Il existe «une distinction entre narration et narrativité», rappelle-t-il. La narrativité se définit comme une «présence latente d’une narration, mais ce n’est pas un récit comme tel». À travers une dimension narrative qui se dégage de ses œuvres, il souhaite générer une expérience à la fois «réflexive et contemplative» en faisant appel «à l’imaginaire du spectateur.trice».
Relations, non-binarité
Un «rapport relationnel» est présent dans ses œuvres. Olivier Ricard met souvent en scène souvent deux individus pour créer une interaction, ce qui crée nécessairement «un potentiel narratif». Cette interaction peut prendre diverses formes, comme un geste issu du quotidien ou un regard. Il s’intéresse aussi aux «non-dits» dans les relations. Bien qu’il s’agit souvent d’un homme (lui) et femme (Angélique Ricard), il ne se limite pas à ce rapport binaire. Les personnages, comme l’installation, évoluent. Le public est libre de s’y identifier comme il le souhaite, et ce, parfois même en balayant le rapport homme-femme.

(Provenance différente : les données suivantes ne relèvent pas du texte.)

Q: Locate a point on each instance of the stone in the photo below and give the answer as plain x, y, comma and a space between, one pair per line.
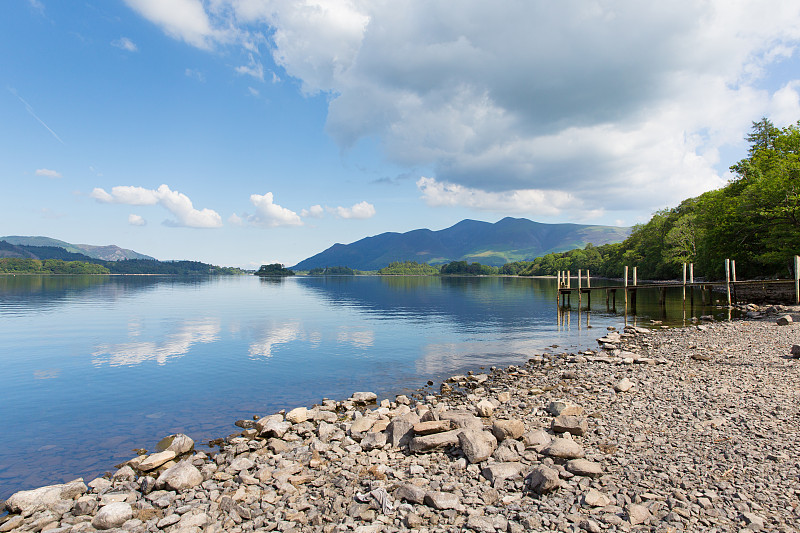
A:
410, 493
182, 475
537, 439
435, 441
485, 408
477, 445
583, 467
27, 502
564, 449
543, 479
508, 429
564, 407
575, 425
433, 426
297, 415
637, 514
364, 397
112, 515
372, 441
595, 498
501, 471
362, 425
462, 419
441, 500
623, 385
400, 431
178, 443
157, 459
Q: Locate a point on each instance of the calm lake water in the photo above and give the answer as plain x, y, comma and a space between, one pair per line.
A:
95, 366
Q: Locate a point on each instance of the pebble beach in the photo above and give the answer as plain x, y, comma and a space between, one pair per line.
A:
676, 429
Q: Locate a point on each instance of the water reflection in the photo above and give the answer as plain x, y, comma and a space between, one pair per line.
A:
175, 345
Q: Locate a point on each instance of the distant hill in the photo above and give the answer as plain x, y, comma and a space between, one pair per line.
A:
106, 253
510, 239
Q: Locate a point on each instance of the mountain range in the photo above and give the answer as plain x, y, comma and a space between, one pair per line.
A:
105, 253
506, 241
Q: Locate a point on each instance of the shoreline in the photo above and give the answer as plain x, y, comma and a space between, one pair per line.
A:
676, 450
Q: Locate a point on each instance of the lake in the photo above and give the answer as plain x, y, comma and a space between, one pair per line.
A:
95, 366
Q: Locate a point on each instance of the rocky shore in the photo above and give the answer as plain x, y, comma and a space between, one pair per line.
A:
691, 429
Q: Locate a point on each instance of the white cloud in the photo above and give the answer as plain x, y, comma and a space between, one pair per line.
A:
271, 214
181, 19
125, 44
599, 100
136, 220
47, 173
528, 201
173, 201
359, 210
315, 211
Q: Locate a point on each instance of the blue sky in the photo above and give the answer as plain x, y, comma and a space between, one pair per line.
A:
242, 132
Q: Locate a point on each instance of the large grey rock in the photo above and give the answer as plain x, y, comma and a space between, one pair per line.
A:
363, 397
462, 419
273, 426
178, 443
112, 515
373, 440
297, 415
564, 449
180, 476
508, 429
400, 430
157, 459
583, 467
27, 502
500, 471
543, 479
477, 445
410, 493
575, 425
595, 498
435, 441
441, 500
564, 407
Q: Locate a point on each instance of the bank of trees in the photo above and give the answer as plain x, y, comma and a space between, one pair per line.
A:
408, 268
14, 265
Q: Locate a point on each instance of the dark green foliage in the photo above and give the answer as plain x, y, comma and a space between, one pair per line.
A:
754, 220
462, 268
275, 269
408, 268
14, 265
332, 271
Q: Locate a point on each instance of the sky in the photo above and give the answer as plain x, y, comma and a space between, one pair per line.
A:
246, 132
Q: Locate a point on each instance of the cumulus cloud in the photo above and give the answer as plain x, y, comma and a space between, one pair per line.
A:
136, 220
47, 173
270, 214
600, 100
359, 210
125, 44
173, 201
315, 211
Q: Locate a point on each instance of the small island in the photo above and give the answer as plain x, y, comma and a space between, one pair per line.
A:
275, 269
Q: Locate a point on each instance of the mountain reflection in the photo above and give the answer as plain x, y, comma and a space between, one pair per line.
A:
174, 345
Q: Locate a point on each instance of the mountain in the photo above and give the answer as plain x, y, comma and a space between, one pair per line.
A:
508, 240
106, 253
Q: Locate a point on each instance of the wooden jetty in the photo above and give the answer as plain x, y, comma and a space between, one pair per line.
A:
630, 291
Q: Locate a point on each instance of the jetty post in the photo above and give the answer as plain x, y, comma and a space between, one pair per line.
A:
797, 278
728, 279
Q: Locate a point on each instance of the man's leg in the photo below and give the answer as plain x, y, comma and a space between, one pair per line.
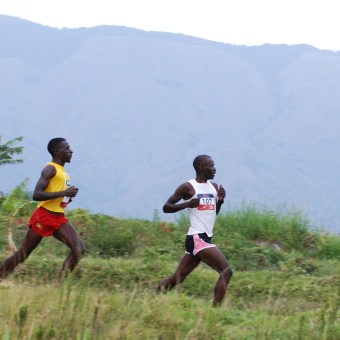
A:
29, 243
68, 235
186, 266
216, 259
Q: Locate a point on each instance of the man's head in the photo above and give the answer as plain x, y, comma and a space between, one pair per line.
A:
204, 166
54, 144
60, 149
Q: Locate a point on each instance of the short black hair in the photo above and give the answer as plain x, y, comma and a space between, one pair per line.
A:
199, 160
53, 144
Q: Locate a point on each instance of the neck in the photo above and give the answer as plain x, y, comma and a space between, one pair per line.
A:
58, 162
201, 180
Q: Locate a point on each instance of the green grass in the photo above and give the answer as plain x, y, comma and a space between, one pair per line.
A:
286, 282
118, 303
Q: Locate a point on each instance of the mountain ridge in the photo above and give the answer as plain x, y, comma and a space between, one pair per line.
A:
138, 106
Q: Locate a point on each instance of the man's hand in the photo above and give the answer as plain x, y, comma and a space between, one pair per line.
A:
194, 203
220, 193
71, 191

Il mentionne qu’il existe «un rapport identitaire dans le fait de se mettre soi-même en scène; une inconscience, une part de soi-même s’inscrit dans l’œuvre». Un des points marquants dans sa pratique est le moment où il a commencé à travailler en collaboration avec l’artiste Angélique Ricard. Dans le cas de RicardO ; RicardA, iels créent à deux. En ce qui a trait à ses œuvres qu’il réalise en solo, elle se présente souvent comme une «collaboratrice» et non une «co-créatrice».

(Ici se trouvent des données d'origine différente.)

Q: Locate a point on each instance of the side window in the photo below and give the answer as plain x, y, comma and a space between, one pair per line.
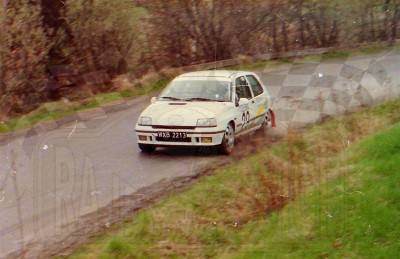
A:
255, 85
242, 88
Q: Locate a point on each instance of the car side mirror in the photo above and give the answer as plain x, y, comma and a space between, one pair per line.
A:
243, 101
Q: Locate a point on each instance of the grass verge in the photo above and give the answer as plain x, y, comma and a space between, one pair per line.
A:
332, 190
56, 110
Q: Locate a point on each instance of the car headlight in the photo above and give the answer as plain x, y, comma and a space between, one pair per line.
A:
209, 122
144, 121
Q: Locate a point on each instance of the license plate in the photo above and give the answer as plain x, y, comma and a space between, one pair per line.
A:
172, 135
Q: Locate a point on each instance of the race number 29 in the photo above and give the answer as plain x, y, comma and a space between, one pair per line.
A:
245, 120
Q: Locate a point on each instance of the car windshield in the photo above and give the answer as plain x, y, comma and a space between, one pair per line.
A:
197, 90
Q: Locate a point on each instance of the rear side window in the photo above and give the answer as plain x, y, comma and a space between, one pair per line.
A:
242, 88
255, 85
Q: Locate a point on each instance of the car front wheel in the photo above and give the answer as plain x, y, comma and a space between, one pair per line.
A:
267, 122
228, 141
147, 148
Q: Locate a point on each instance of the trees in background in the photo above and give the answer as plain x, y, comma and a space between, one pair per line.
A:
184, 32
107, 38
24, 50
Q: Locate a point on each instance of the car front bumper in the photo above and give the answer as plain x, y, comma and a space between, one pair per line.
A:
193, 137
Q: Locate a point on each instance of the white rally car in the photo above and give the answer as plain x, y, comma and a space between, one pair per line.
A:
205, 108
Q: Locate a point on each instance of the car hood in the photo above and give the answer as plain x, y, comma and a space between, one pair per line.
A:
184, 113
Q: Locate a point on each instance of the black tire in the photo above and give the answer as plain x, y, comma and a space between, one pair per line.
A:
146, 148
228, 141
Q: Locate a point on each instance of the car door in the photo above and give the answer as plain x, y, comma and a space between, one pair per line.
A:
259, 102
247, 111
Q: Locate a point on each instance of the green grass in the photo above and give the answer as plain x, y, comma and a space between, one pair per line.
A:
55, 110
339, 181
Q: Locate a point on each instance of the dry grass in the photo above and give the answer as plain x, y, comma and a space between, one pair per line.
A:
205, 220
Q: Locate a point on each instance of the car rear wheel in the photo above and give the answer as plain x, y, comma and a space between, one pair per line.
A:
267, 122
147, 148
228, 141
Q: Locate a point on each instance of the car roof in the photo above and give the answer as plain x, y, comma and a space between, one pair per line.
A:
215, 73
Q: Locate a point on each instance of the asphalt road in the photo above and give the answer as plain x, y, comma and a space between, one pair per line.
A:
50, 179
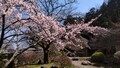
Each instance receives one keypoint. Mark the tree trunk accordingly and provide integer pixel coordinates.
(45, 58)
(3, 30)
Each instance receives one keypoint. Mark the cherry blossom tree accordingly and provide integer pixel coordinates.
(39, 29)
(13, 15)
(49, 32)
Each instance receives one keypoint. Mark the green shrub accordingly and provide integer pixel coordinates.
(53, 55)
(117, 57)
(63, 62)
(98, 57)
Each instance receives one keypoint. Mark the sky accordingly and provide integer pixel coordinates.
(84, 6)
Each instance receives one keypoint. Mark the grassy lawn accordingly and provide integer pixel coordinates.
(36, 66)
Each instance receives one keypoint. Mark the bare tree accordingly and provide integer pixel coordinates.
(57, 8)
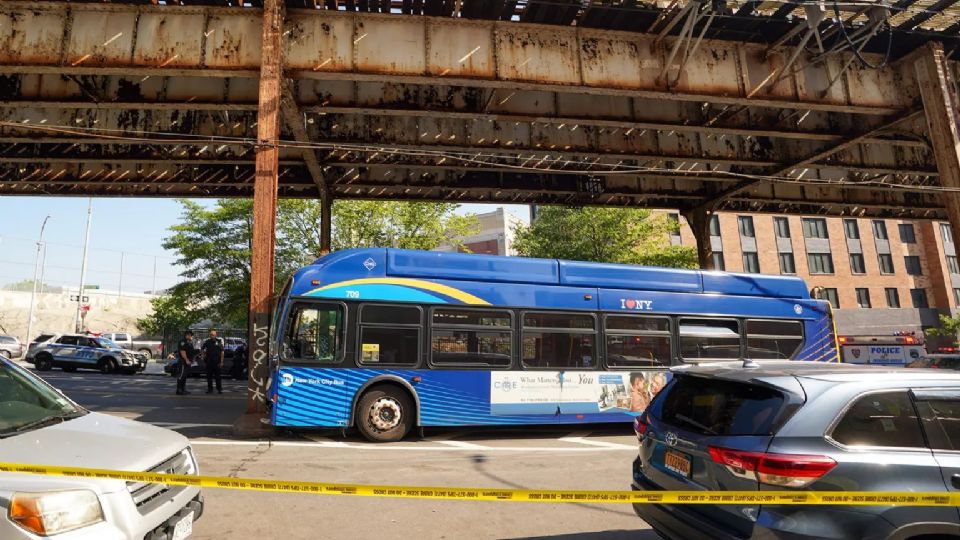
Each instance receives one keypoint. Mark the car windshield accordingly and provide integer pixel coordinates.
(27, 403)
(106, 343)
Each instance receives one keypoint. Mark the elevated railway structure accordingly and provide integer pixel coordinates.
(836, 108)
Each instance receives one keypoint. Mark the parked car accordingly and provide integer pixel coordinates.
(39, 425)
(77, 351)
(10, 347)
(801, 426)
(149, 349)
(35, 344)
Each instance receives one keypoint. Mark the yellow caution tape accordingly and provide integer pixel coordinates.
(848, 498)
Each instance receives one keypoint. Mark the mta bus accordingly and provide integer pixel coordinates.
(388, 340)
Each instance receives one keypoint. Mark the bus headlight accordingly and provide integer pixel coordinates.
(46, 514)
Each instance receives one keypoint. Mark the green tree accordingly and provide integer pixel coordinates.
(617, 235)
(170, 312)
(213, 245)
(949, 327)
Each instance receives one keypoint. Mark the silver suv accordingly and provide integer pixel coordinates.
(77, 351)
(39, 425)
(804, 426)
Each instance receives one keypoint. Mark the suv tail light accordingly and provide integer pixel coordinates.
(785, 470)
(640, 427)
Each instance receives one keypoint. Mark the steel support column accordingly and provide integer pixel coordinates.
(699, 220)
(942, 108)
(265, 205)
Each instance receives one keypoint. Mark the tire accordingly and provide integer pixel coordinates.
(385, 414)
(107, 365)
(43, 362)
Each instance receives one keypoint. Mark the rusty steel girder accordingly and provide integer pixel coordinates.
(87, 39)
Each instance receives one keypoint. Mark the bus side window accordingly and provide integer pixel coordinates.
(389, 335)
(773, 339)
(559, 341)
(471, 337)
(315, 333)
(709, 339)
(634, 341)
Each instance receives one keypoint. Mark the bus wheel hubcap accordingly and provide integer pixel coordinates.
(385, 414)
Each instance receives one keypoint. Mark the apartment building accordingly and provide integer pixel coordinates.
(495, 234)
(882, 276)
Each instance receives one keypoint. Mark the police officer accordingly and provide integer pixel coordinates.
(185, 354)
(213, 358)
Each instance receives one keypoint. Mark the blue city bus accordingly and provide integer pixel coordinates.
(387, 339)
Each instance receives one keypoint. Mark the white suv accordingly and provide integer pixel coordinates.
(41, 426)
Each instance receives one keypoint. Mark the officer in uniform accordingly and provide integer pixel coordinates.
(185, 354)
(213, 358)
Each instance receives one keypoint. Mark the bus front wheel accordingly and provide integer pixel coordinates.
(385, 414)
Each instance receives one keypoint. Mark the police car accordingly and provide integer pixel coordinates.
(77, 351)
(888, 350)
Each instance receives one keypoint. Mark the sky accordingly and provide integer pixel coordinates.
(126, 237)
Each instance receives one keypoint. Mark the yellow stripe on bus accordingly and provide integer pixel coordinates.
(445, 290)
(841, 498)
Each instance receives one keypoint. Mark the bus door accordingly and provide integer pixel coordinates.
(311, 390)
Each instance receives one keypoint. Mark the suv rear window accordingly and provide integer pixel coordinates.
(887, 419)
(718, 407)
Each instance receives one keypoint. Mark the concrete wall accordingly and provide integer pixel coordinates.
(55, 312)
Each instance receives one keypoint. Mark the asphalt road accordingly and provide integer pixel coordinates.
(587, 458)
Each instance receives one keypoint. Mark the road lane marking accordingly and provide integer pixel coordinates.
(336, 445)
(464, 445)
(599, 444)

Pour un art de l’expérience
Par ses œuvres, Olivier Ricard cherche à stimuler le public afin de l’amener à construire une narration. En en sens, il le considère comme un sujet actif – et non passif – qui prend part à la signification de l’œuvre. Il souhaite ainsi proposer une vision de l’art selon laquelle le public est invité à se faire confiance en cherchant une lecture en lui et non en dehors. Dans cette perspective, le sens se génère ainsi dans l’œil de celui ou celle qui la regarde. Selon lui, c’est par son identité, son bagage et ses expériences personnelles, que l’individu arrive à porter un regard singulier sur une œuvre.
Conversations silencieuses
Du 18 au 21 mai, il présentera Conversations silencieuses à la Galerie R3. L’exposition sera une installation vidéo. Il se réserve la possibilité de présenter son travail à l’Atelier Silex, en gardant les mêmes dates, s’il y avait une fermeture des musées et centres d’art en raison de la COVID-19.